Go to http://www.eff.org/issues/bloggers for more info


2 Responses to "Bloggers Under Fire"

The Electronic Frontier Foundation you mentioned in your post notes that “The freedom of the press applies to every sort of publication that affords a vehicle of information and opinion, whether online or offline”.

That being said, is there any legitimacy over recent claims of defamation and libel on bloggers? Can the opinions and activities we blog about show up in court and serve against us? How do we strike a balance of what is appropriate blog content if the law on free speech does not specifically address the issues facing today’s bloggers?

Consider this excerpt from bloggingtips.com:
That’s exactly what happened to Chez Pazienza who was fired from his job as a producer at CNN because he wrote a personal blog. While his blog never mentioned anything about CNN or his job, he did write openly about his opinions and thoughts. Many of those opinions could be considered controversial, but again, he never mentioned anything about his job or his employer, CNN, on his blog (Deus Ex Malcontent).

To protect ourselves as bloggers, one may want to consider using an alias. In this way, it would be very hard for an unknown site visitor to target us for voicing our opinions on a subject matter. And as a general rule of thumb, I suggest we revise our online presence across all emerging media vehicles as a reflection on how we want ourselves to be perceived. Clearly, our reputation depends on it.

I do not frequently blog either but there are some blogs that I read on a daily basis. Blogs have become so popular that some people revisit the same blogs daily and almost think of them as their way to get news. Instead of going to http://www.cnn.com to get the latest news, they will open their favorite news blog and not only get the news, but also get the writer’s opinion and own voice on that particular article. Blogs have not only become a source of news but also a source of entertainment.
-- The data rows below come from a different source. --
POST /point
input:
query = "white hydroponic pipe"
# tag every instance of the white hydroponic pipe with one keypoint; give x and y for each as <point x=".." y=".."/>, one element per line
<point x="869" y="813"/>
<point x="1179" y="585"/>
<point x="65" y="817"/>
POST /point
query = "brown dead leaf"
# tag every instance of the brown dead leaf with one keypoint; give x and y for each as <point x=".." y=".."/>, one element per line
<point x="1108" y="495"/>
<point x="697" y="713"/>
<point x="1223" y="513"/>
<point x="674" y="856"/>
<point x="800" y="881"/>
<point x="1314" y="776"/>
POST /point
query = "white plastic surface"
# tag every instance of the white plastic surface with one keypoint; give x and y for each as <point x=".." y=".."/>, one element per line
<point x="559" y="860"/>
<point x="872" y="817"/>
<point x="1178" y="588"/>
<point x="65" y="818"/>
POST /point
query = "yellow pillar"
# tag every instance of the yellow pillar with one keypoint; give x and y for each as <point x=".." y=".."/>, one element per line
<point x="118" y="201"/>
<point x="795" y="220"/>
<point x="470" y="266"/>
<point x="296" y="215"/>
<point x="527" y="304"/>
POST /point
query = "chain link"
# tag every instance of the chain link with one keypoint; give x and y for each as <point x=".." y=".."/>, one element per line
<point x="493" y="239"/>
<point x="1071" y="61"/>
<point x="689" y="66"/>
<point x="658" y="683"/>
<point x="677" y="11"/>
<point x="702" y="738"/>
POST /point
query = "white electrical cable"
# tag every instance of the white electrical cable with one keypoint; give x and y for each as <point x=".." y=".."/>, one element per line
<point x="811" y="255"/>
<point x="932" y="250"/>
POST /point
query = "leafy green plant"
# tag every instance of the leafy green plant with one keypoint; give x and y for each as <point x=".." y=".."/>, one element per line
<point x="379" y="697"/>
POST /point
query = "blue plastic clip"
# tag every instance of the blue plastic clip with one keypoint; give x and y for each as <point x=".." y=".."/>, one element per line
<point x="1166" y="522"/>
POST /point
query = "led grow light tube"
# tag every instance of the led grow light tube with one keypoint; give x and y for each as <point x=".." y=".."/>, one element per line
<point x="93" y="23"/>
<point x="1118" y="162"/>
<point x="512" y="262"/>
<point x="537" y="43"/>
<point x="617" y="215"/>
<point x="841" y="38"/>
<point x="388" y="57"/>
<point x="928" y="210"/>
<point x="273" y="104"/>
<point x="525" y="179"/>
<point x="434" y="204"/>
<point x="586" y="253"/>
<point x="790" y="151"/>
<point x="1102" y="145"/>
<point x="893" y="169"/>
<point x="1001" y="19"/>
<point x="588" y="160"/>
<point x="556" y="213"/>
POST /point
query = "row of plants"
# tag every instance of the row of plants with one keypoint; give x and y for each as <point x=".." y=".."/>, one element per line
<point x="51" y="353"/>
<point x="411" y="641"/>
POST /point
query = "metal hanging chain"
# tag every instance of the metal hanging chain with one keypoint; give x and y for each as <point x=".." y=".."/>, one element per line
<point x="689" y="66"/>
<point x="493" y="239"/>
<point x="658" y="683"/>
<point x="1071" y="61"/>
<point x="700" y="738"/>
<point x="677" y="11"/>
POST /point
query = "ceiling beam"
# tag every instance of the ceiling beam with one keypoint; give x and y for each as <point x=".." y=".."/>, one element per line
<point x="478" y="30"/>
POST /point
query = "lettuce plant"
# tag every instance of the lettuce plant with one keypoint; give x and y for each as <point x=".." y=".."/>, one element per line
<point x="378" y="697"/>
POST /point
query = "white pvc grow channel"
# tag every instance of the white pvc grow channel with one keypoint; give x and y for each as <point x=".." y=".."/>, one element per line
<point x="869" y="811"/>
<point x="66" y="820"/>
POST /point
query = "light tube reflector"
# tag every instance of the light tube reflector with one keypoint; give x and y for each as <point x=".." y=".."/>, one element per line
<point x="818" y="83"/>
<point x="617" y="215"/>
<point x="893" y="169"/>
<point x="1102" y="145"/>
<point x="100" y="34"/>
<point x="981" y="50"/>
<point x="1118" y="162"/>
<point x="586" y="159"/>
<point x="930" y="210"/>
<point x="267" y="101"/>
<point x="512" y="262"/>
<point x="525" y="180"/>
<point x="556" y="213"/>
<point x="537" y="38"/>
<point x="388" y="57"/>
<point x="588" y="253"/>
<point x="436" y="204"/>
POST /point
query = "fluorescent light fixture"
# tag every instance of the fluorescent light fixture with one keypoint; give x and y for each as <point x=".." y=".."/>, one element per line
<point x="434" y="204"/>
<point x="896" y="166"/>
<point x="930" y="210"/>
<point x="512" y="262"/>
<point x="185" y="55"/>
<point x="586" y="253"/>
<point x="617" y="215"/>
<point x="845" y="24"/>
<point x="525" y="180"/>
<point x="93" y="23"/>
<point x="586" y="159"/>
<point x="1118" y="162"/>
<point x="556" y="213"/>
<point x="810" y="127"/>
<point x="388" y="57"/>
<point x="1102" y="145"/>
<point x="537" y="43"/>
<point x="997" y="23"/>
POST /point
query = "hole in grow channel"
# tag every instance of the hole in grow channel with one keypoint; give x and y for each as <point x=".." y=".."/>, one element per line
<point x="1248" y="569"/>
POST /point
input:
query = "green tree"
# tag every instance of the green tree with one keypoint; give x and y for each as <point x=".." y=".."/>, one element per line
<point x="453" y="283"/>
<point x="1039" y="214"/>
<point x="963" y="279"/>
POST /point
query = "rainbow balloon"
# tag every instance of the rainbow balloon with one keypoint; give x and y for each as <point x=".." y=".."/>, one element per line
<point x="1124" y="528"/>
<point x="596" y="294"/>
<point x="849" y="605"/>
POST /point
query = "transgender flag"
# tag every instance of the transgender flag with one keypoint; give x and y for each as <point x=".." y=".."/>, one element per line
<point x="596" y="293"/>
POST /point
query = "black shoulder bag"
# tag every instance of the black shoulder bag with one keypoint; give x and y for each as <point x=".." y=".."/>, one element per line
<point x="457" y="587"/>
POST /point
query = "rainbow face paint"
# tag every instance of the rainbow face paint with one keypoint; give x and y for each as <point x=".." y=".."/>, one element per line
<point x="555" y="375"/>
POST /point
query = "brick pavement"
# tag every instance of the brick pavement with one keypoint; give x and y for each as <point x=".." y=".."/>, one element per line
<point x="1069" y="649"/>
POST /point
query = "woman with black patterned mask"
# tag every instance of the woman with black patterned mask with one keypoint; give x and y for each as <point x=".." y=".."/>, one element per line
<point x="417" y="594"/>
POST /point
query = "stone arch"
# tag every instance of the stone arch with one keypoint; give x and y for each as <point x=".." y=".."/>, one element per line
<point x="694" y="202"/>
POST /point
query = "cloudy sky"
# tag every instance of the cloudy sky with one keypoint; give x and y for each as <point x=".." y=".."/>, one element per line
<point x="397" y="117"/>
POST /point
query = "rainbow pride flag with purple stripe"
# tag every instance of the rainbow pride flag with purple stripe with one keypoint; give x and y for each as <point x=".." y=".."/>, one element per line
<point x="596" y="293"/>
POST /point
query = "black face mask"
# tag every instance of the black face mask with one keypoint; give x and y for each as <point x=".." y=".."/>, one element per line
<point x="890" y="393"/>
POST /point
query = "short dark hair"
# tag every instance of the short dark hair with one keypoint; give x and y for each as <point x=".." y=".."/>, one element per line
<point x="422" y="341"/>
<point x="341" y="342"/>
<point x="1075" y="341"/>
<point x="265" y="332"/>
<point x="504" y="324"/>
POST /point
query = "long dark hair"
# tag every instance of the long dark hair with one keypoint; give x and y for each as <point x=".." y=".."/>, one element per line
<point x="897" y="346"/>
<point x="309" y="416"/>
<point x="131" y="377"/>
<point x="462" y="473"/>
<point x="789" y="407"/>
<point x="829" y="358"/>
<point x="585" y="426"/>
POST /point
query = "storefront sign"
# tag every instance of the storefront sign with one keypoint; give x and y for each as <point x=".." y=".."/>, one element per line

You mention above the EFF, which is a legal guide for bloggers. Are people supposed to reference this if they have a blog or are writing or posting something controversial? Further, is this something you can access from the blog you are writing? I am not sure how laws are enforced on blogs and I am wondering if websites that offer blogs should add these Legal Guidelines to their disclaimer and also on each page of a blog. If Perez Hilton is writing about how he thinks Michael Jackson died, what if someone believes this is real news? It may seem unintelligent but sometimes it is hard to determine the age of some viewers.